ABD: Diplomatik ve Askeri Stratejilerde Gerileme

ABD, yıllardır İsrail'e verdiği askeri ve diplomatik destekle tanınır. Ancak, 2025'te İran'la olan çatışma, ABD'nin bölgedeki stratejik hedeflerini zorlaştırdı. ABD Başkanı Donald Trump, İran'a karşı koşulsuz teslimiyet çağrısında bulunarak, İran'ın nükleer silah geliştirmediği yönündeki istihbarat değerlendirmelerini reddetti. Bu yaklaşım, uluslararası toplumda eleştirilere yol açtı ve bölgedeki istikrarı tehdit etti.

Yaklaşık 2 haftadır devam eden İsrail-İran savaşı bölge ve dünya açısından yine ABD’ye bir çok açıdan zarar veriyor.

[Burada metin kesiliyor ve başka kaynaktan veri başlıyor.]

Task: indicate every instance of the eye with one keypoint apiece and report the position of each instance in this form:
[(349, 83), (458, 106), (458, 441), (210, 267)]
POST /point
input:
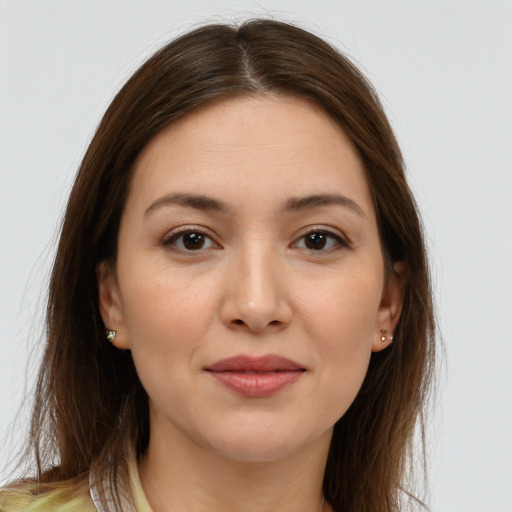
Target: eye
[(190, 240), (320, 241)]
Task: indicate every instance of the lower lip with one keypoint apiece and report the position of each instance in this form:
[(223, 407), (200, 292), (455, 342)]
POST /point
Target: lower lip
[(257, 384)]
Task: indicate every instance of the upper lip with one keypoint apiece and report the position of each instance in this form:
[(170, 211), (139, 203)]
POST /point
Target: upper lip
[(245, 363)]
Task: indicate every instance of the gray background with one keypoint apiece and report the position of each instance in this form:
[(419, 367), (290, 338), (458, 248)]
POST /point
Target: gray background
[(443, 69)]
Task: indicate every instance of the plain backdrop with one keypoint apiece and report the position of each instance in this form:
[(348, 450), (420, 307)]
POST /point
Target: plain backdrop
[(443, 70)]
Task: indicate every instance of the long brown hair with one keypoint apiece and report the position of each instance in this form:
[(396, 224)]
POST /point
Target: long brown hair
[(90, 405)]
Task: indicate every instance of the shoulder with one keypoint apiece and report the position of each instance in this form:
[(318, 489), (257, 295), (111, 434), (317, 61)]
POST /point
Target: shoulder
[(24, 498)]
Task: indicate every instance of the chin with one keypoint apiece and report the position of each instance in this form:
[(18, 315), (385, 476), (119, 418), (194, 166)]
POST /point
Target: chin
[(266, 445)]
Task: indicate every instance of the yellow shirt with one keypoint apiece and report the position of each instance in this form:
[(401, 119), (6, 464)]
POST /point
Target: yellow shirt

Suriye’deki Amerika mağlubiyeti herkesçe malumken, bugün İran’a ve diğer ülkelere alaycı ve küçümseyici dil kullanımı dahi Amerika’ya puan kaybettiriyor. Süper güç olmak demek “mafya dili” kullanmayı gerektirmez. Ve Afganistan, Irak süreçleri, Ortadoğu yenilgileri, Ukrayna ve Avrupa ülkelerinde bıraktığı kötü izlenimler, ABD’nin İsrail ile aynı torbada yanacağının bariz işaretleri.

ABD’nin stratejik aklında bunamışlık izlenimleri son yıllarda oldukça ciddi gözlemleniyor.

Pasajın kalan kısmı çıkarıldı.